839. one o’clock tomorrow

FM, straight outa Toronto, hit the so-called prog-rock scene just as everything was falling apart amid the combined assaults of punk, disco, overall societal skepticism toward heavy and bloated concepts. But their first album Black Noise was still a cosmic delight, particularly One O’clock Tomorrow. “It forever abstracted my sense of space-time-everything, though LSD was also a factor.” (Philip Random)

840. crunchy granola suite

Neil Diamond‘s Hot August Night, possibly the greatest live album ever released, starts well indeed with Crunchy Granola Suite, the power of which is only slightly negated when you realize it really is about eating well, lots of nuts and berries. From the album’s liner notes: “Then softly, the music begins, the lights dim. The music rises, the stage is a smoky, opalescent jewel in the darkness. But one light shines brighter than the others, a white pool in the brilliance, and for an instant, sound hangs suspended, only the air breathing. Then he’s there, the crowd exploding, Neil Diamond, casual, as if it’s the most natural thing in the world, those 5000 people demanding his soul.  And for the next 107 minutes, he gives it to them.”
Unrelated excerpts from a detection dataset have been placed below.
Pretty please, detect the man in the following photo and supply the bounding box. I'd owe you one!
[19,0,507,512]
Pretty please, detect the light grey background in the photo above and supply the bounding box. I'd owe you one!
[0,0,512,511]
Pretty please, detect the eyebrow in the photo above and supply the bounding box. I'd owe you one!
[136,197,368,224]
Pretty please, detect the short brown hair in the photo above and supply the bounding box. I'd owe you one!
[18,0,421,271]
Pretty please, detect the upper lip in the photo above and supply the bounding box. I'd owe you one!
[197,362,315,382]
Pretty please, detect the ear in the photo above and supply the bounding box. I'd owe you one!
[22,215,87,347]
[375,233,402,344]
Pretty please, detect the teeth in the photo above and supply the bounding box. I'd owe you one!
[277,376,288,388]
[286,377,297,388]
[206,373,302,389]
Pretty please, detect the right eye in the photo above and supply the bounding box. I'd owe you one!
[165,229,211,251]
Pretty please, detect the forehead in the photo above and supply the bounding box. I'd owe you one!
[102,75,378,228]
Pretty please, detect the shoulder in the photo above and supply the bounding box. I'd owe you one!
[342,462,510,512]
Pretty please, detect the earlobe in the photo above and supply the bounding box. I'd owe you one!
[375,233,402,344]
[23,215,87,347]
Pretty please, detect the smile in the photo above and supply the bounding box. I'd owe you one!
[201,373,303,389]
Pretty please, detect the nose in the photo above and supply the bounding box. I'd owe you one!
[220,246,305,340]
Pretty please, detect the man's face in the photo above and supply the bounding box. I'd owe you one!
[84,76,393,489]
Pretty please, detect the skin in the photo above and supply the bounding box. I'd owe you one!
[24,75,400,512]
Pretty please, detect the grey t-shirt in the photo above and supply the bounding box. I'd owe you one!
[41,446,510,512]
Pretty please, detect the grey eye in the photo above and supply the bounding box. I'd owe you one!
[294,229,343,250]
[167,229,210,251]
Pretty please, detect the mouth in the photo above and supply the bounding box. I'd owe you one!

841. please don’t pass me by

One of those Leonard Cohen songs you just never seem to hear. Possibly because it’s too long, though more likely because it’s thus far eluded the grasp of half-baked MOR interpreters. “Some people seem to hate this song. Probably because it is so long and relentless in its truth, as simple as a man with his hand out on the winter street, bitterly cold, barely hanging on, and all he asks is that you not ignore him, that you not just pass him by one more time.” (Philip Random)

842. hang down your head

“I stumbled onto Tom Waits through the movies (the songs he did for Francis Coppola’s One From the Heart mess, the beat hipster he played in Coppola’s Rumblefish, the idiot on the run in Down By Law) so I guess it makes sense that I think of him more as a showbiz guy than the essential musical force that some seem to. Yeah, he can lay down the gravely depths, but how much of that is just acting, pretending, NOT real blues, soul, whatever.  But then you hear something like Hang Down Your Head, which is the kind of song Bruce Springsteen only wishes he could write, and you realize you’re probably wrong.”

tomwaits-1985

843. Walkin’ with Jesus

“In which the Spacemen 3 sing the somnambulant praises of being so f***ing high, you may as well be hanging with God’s own son. Found on their first album and a bunch of other places, it’s rumoured to be completely concerned with heroin. But don’t be fooled, kids. Heroin’s a liar. Ain’t no heaven on earth.” (Philip Random)

spacemen3-1987

844. monkey chant

Speaking of that Indonesian monkey chant that Vic Coppersmith-Heaven had so much fun with in the early 1980s, here’s Jade Warrior from almost a decade previous, taking it on from a more acidic angle. Jade Warrior being one of those outfits that made the pre-punk 70s such an endlessly cosmic delight, dropping a steady diet of instrumental non-hits, that mostly tended to just float along, with occasional eruptions.